The synthetic division table is:
$$ \begin{array}{c|rr}1&2&6\\& & \color{black}{2} \\ \hline &\color{blue}{2}&\color{orangered}{8} \end{array} $$Because the remainder $ \left( \color{red}{ 8 } \right) $ is not zero, we conclude that the $ x-1 $ is not a factor of $ 2x+6$.
First we need to create a synthetic division table.
Step 1 : Write down the coefficients of the dividend into division table. Put the zero from $ x -1 = 0 $ ( $ x = \color{blue}{ 1 } $ ) at the left.

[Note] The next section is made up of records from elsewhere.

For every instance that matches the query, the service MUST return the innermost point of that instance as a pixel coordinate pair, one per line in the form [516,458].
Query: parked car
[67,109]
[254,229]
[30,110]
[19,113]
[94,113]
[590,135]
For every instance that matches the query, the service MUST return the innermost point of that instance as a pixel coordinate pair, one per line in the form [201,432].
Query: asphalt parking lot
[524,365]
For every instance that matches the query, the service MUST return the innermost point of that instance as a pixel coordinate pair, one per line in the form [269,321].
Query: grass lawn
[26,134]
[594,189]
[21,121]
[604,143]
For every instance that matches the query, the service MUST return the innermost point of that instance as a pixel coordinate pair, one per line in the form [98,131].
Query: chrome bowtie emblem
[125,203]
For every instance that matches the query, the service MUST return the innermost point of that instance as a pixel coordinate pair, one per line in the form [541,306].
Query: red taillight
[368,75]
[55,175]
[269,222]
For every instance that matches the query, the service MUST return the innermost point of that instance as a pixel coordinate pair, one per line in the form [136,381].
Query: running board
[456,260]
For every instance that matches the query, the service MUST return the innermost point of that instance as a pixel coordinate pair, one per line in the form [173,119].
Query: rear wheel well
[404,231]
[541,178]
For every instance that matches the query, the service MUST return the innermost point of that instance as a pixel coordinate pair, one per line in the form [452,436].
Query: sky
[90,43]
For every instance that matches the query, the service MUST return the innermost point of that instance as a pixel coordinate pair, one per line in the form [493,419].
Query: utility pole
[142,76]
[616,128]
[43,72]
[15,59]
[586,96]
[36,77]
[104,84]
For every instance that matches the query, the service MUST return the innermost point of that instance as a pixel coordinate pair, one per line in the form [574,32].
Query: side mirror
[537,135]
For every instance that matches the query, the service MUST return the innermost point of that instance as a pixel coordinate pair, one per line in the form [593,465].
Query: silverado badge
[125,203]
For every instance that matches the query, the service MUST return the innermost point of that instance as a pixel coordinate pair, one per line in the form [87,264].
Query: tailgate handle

$$ \begin{array}{c|rr}\color{blue}{1}&2&6\\& & \\ \hline && \end{array} $$Step 1 : Bring down the leading coefficient to the bottom row.
$$ \begin{array}{c|rr}1&\color{orangered}{ 2 }&6\\& & \\ \hline &\color{orangered}{2}& \end{array} $$Step 2 : Multiply by the number on the left, and carry the result into the next column: $ \color{blue}{ 1 } \cdot \color{blue}{ 2 } = \color{blue}{ 2 } $.
$$ \begin{array}{c|rr}\color{blue}{1}&2&6\\& & \color{blue}{2} \\ \hline &\color{blue}{2}& \end{array} $$Step 3 : Add down last column: $ \color{orangered}{ 6 } + \color{orangered}{ 2 } = \color{orangered}{ 8 } $
$$ \begin{array}{c|rr}1&2&\color{orangered}{ 6 }\\& & \color{orangered}{2} \\ \hline &\color{blue}{2}&\color{orangered}{8} \end{array} $$Remainder is the last entry in the bottom row $ \left(\color{red}{ 8 }\right)$.